Hamilton public school board misses Grade 1 reading goal
Hamilton's public school board saw a slip in the number of Grade 1 students who met the provincial reading standard on their final report card in June, a result being partly blamed on the switch to online learning following March's COVID shutdown.
The latest annual Student Learning and Achievement Report shows 67 per cent of first graders achieved the desired B-minus or better in June, down four percentage points from the previous year and once again shy of the goal of 75 per cent.
Results were worse for high-priority schools in areas with greater socioeconomic needs, where 60 per cent of Grade 1s met the standard, down two percentage points from 2018-19.
Having all students able to read by the end of Grade 1 is one of three strategic goals set by the board to increase student success, along with improving Grade 6 math scores on provincial EQAO tests and a higher graduation rate.
Superintendent of program Bill Torrens said the board had been optimistic about hitting the 75 per cent reading target at the start of the school year, but two events disrupted strategies to do so.
Teachers' job actions over a contract dispute with the province in the late fall and winter halted their formal professional learning and led to the cancellation of first-term report cards used for monitoring of student progress.
The coronavirus outbreak that closed all schools in March then led the board to focus more on helping educators to teach classes remotely, he said in a presentation to the board's program committee.
Torrens said although the Grade 1 reading results are disappointing, they are still up six percentage points from 2016-17 for nonpriority schools and 12 points for high-priority ones.
English-language learners also did as well or better than other students, he said while the 57 per cent of students with an individualized learning plan who got B-minus is up from 40 per cent two years ago.
On the downside, Torrens said, 56 per cent of students at nonpriority schools who didn't meet the standard in Grade 1 are having difficulty reading in Grade 2, with 70 per cent struggling to do so at high-priority schools.
The percentage of Grade 2s who still have difficulty reading after getting a B-minus in Grade 1 is far lower - nine per cent at nonpriority schools and 14 per cent at high priority ones.
Torrens said the board has a great sense of urgency" to close the reading gaps.
Acquiring reading skills early in the primary grades is critical, and if gaps are not closed there will be a long-term impact as this cohort of students moves towards graduation," he said.

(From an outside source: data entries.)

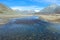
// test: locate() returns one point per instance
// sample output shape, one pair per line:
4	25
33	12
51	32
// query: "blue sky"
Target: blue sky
29	4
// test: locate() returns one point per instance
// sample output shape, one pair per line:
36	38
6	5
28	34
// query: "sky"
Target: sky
29	4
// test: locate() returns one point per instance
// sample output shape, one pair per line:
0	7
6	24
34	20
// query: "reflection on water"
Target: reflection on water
30	28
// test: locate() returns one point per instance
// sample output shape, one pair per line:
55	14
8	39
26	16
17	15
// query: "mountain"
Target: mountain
51	9
5	10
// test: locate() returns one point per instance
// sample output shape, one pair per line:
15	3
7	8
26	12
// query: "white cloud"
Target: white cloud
36	8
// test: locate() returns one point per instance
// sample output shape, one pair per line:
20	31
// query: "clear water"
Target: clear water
27	31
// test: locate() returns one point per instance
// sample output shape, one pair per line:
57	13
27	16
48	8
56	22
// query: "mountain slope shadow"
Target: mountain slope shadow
29	28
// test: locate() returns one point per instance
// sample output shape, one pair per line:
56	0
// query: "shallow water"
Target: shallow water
26	30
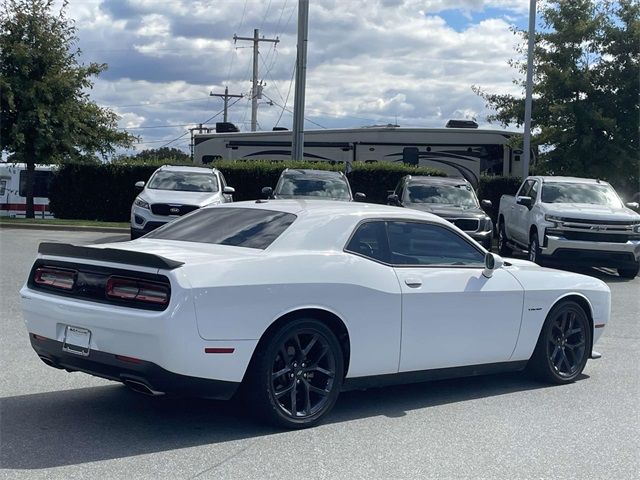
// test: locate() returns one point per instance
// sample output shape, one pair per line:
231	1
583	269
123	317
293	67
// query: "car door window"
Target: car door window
524	189
370	240
414	243
533	193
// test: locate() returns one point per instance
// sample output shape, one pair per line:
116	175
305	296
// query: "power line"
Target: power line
157	126
285	108
158	103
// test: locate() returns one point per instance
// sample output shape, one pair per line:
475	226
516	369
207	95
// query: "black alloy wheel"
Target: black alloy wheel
299	374
564	344
503	248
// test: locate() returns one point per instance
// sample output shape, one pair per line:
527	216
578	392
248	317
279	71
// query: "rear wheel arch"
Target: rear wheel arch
330	319
584	303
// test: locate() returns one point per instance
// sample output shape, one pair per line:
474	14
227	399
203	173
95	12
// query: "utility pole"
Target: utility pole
297	150
529	90
226	98
256	90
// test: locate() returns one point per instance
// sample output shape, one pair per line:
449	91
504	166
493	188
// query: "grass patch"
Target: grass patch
59	221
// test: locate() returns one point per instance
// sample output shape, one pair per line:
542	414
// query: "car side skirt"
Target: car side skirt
419	376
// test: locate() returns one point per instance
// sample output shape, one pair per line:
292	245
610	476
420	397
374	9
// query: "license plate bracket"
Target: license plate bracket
77	340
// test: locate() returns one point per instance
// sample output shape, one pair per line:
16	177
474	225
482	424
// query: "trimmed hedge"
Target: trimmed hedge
105	192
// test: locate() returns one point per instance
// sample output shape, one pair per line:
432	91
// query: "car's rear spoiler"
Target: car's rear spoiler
113	255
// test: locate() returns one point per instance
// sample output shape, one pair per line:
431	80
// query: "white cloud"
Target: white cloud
368	61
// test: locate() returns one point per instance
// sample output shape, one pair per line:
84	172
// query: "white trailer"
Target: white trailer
464	152
13	181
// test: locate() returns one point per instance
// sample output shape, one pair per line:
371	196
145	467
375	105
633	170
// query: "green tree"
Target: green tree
46	113
586	112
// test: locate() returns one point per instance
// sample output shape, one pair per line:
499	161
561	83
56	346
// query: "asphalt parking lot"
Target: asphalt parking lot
59	425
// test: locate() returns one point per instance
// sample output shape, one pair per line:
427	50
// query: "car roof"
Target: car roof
311	173
322	208
424	179
326	225
546	179
186	168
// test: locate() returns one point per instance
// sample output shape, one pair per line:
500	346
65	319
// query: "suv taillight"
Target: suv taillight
137	290
56	278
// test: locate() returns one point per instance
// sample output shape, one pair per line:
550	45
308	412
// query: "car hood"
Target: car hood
180	198
585	211
448	211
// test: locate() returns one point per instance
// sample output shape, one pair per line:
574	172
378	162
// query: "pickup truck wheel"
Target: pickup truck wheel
563	347
629	272
534	249
503	248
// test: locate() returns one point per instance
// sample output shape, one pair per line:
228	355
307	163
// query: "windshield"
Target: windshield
458	195
184	181
320	188
591	193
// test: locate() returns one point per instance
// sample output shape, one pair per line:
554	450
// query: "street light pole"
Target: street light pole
297	147
529	90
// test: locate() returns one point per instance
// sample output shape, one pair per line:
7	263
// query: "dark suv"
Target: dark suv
450	198
312	184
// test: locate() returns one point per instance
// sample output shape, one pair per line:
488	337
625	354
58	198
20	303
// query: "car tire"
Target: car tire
296	375
629	272
534	249
564	344
503	248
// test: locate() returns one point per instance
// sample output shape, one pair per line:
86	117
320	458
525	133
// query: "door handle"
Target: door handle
413	282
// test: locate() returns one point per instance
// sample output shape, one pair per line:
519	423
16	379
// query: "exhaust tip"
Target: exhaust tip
50	362
141	387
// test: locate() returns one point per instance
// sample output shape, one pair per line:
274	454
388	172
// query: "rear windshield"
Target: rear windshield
239	227
595	194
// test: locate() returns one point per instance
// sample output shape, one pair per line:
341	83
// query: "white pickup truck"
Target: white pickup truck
574	220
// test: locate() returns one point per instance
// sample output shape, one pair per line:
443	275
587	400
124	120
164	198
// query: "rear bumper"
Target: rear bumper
123	369
601	254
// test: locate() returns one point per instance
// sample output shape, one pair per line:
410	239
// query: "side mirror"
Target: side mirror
359	197
491	262
393	200
267	192
526	201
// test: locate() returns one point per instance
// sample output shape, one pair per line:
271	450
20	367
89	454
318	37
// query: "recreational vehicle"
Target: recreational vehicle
465	152
13	182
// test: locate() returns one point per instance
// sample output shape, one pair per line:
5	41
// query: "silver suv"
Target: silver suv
173	191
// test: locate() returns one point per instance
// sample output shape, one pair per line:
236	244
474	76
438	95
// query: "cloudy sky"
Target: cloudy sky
410	62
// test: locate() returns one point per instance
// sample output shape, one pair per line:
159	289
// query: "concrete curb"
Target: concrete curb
68	228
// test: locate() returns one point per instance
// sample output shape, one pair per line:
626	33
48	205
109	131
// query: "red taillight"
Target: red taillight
137	290
53	277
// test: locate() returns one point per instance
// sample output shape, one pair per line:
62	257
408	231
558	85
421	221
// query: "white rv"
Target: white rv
13	181
465	152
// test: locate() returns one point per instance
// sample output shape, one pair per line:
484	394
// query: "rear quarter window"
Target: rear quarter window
238	227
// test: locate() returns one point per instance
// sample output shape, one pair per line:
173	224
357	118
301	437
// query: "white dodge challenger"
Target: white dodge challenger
289	302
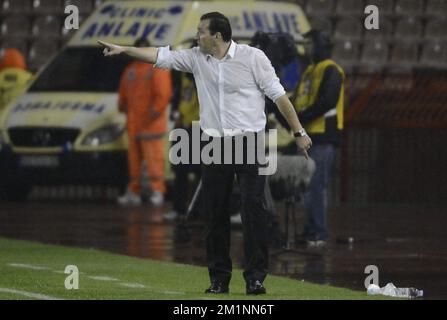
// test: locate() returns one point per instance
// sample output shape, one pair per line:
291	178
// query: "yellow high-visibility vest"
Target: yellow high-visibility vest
13	82
308	91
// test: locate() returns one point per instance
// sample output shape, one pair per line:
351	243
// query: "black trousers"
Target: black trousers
217	183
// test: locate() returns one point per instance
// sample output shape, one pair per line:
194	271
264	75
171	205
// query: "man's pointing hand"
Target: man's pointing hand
111	49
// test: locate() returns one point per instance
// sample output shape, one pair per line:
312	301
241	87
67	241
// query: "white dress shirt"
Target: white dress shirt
231	91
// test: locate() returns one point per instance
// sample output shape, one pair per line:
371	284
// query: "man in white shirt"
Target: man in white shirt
232	81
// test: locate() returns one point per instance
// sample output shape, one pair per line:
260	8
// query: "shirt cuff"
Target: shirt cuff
163	58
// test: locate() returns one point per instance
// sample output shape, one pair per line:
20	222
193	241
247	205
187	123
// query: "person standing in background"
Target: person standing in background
14	76
144	95
319	103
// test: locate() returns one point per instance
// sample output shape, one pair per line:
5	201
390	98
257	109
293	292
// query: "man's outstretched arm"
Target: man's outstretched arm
148	54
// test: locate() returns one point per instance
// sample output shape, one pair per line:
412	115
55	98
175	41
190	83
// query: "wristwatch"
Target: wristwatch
300	133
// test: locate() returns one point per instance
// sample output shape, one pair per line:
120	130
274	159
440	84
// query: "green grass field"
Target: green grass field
30	270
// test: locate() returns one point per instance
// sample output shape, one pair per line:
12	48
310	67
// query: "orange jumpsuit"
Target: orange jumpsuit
144	94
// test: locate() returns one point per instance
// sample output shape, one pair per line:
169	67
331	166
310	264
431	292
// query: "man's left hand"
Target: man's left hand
304	143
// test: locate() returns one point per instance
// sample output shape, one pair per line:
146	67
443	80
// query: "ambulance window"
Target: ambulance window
81	69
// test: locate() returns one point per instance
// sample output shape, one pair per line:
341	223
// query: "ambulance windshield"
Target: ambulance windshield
81	69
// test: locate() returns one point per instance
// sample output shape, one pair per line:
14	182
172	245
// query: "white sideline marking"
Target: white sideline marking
29	294
173	292
133	285
102	278
28	266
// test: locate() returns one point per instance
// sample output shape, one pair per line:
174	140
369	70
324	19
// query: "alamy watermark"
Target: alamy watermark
72	280
72	20
234	147
372	20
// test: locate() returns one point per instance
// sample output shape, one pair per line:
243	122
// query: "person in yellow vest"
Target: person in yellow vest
185	110
319	104
14	78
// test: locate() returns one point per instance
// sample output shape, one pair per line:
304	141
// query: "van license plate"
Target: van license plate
39	161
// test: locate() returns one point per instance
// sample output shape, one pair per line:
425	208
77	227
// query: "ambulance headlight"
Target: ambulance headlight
103	135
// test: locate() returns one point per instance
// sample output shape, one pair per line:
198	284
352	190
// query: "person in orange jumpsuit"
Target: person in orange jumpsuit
144	95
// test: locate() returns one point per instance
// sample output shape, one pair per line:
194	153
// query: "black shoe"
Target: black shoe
217	287
255	287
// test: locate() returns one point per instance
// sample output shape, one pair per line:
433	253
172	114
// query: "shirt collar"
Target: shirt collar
230	53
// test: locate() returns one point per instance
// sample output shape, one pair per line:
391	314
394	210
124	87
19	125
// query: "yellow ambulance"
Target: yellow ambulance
65	129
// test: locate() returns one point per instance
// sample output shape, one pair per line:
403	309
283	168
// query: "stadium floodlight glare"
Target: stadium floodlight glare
103	135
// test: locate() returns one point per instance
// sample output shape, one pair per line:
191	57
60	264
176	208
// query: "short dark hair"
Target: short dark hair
218	23
141	43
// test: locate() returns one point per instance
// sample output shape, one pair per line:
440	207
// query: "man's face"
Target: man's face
204	38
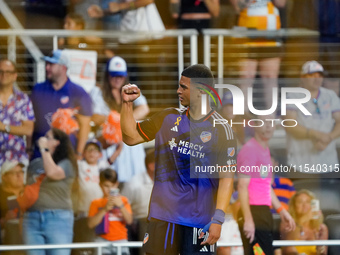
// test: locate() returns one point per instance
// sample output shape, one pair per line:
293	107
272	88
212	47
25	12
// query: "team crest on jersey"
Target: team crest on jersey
231	151
146	238
64	99
205	136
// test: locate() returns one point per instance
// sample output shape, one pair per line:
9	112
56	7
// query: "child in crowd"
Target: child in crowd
113	210
88	179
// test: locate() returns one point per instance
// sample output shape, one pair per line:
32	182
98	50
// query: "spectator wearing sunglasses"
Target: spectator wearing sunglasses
311	143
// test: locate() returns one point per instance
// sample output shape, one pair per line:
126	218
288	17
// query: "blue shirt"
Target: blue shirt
46	101
184	193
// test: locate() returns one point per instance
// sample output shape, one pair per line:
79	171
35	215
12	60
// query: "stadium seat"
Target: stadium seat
326	190
333	224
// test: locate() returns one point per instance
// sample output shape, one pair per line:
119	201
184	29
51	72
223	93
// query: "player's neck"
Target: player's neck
263	143
59	83
196	111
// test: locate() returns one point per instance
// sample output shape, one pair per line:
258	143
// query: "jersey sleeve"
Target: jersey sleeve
335	102
245	158
226	150
84	103
94	207
149	127
126	204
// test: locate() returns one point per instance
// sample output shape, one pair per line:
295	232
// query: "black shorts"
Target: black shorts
263	221
165	238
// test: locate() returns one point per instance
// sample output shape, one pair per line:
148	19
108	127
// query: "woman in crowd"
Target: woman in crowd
107	100
50	219
263	54
309	225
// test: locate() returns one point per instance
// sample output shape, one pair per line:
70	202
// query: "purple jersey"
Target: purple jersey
184	192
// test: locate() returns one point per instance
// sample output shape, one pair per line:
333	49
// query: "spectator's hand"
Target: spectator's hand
2	127
110	204
249	229
323	141
11	214
320	146
287	220
321	250
213	234
42	142
130	93
95	11
117	201
114	7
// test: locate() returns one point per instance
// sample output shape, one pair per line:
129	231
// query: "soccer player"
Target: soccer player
186	201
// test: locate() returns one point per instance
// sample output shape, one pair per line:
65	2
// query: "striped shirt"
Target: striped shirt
186	152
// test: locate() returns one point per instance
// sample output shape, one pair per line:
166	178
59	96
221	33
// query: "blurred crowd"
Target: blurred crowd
67	176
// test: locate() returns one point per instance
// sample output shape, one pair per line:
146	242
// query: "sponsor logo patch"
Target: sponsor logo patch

Torrens said the news is better on the board's efforts to increase graduation rates, with a goal of a 83 per cent success rate - up one percentage point from the previous year - likely to be met for 2019-20 once the province releases results.
Improving Grade 6 math EQAO scores couldn't be measured because the annual test was cancelled due to COVID, but the number of students getting a B-minus on their June report card rose to 80 per cent, up three percentage points from the year before, he said.